Investigators are searching for the cause of Britain's worst train accident in 30 years as Londoners assess Monday's tragedy on one of Europe's busiest commuter rail lines. The accident occurred south of London near Clapham Junction when three trains collided during the morning rush hour, killing 42 people and injuring more than 100 other passengers. British Transport Police say that the number of deaths could be as high as 53.
Just before 8 a.m., a stationary commuter train from Basingstoke en route to London's Waterloo Station was struck in the rear by a train from Poole (on England's southeast coast) also en route to Waterloo. An empty freight train crashed into the wreckage and a fourth train was stopped just short of the accident.
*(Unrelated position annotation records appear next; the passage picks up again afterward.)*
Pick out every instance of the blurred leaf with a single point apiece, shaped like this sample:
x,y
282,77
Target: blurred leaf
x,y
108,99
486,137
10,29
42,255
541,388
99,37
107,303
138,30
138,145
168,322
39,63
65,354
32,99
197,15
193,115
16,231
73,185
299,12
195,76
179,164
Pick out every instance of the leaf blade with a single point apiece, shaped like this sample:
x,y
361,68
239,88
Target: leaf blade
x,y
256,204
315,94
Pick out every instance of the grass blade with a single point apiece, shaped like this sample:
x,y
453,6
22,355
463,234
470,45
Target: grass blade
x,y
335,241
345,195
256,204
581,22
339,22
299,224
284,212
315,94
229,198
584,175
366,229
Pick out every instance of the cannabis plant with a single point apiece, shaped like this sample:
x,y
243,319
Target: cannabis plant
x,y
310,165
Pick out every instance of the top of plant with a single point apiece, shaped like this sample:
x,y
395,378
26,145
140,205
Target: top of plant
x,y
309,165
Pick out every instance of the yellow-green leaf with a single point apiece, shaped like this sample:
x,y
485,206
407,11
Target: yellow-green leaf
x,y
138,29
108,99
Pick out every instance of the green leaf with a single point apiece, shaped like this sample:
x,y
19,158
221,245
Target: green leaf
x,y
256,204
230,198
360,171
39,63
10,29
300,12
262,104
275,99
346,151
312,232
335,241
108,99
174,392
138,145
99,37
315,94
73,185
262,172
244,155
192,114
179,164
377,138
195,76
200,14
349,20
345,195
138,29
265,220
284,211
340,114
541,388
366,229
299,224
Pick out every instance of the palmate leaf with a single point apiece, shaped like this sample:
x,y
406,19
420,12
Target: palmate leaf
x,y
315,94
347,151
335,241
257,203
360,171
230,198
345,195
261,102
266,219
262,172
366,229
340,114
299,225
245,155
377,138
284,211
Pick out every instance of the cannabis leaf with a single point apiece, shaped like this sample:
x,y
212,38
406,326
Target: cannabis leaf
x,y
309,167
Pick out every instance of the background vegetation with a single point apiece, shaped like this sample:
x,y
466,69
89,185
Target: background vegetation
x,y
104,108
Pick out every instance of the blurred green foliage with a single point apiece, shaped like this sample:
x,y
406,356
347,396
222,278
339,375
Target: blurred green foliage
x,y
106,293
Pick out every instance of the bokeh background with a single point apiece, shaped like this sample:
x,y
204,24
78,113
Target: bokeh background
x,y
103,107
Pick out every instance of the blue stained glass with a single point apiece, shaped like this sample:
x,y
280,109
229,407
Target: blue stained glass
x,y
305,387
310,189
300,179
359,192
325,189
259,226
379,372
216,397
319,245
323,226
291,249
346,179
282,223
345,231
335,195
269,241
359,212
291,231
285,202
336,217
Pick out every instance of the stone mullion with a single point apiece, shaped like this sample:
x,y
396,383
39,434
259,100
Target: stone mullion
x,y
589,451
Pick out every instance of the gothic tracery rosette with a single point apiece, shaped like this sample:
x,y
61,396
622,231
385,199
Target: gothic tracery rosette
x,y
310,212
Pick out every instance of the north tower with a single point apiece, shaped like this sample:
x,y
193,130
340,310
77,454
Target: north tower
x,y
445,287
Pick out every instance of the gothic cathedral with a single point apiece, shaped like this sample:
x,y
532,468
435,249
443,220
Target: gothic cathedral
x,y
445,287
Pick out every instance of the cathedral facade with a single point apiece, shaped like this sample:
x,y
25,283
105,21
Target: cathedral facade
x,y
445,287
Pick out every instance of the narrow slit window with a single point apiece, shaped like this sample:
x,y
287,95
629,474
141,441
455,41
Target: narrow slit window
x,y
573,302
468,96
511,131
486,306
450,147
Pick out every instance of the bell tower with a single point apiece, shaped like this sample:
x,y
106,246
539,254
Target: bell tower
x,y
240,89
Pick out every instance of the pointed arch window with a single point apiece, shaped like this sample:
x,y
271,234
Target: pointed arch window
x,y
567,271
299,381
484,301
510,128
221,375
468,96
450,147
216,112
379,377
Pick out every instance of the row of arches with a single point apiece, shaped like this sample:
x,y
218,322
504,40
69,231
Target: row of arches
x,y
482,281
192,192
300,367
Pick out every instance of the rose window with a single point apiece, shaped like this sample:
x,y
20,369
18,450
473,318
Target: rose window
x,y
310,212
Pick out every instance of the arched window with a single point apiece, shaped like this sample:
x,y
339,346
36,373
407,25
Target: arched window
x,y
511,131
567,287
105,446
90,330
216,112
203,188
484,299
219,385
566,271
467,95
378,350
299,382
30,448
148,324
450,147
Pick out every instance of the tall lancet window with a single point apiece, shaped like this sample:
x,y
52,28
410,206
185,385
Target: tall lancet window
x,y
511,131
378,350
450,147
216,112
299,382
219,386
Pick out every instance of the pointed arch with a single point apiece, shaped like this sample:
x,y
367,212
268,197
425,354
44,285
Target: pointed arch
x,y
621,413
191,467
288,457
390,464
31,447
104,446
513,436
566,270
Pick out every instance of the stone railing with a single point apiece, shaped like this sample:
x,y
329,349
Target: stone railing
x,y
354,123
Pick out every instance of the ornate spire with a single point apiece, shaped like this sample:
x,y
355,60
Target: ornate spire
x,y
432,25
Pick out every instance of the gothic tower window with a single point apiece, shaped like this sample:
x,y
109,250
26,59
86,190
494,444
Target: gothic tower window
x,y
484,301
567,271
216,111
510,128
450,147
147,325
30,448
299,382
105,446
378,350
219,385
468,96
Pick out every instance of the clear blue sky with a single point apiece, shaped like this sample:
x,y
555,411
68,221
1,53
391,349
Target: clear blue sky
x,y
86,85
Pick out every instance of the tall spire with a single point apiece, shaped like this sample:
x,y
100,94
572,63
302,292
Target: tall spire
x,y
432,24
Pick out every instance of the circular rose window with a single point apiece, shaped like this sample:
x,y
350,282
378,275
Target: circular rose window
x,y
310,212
A British Rail spokesman said the two commuter trains were carrying an estimated 1,500 passengers. Approximately 450,000 passengers commute into London each morning between 7 and 10, according to British Rail.
The cause of the accident is unknown, but there is speculation about a failure of the signaling equipment which railway officials say dates to the 1930s. The signal boxes are due to be replaced in the near future.
Britain's transport secretary, Paul Channon, is expected to announce today a public investigation into the incident.
A study highlighting the problems on the central London rail system is due to be released early next year, and is expected to recommend investment in new rail lines to relieve the strain on existing overcrowded routes.
``Although overcrowding is not unsafe in itself, with trains being packed to the degree [they are] these days, we've always said that the effects of an accident could be horrific,'' says Jimmy Knapp, general secretary of the National Union of Railwaymen.
``We railwaymen have always been very proud of our safety standards and work hard to maintain them. So we shall insist that a public inquiry at the highest level takes place,'' Mr. Knapp told the BBC.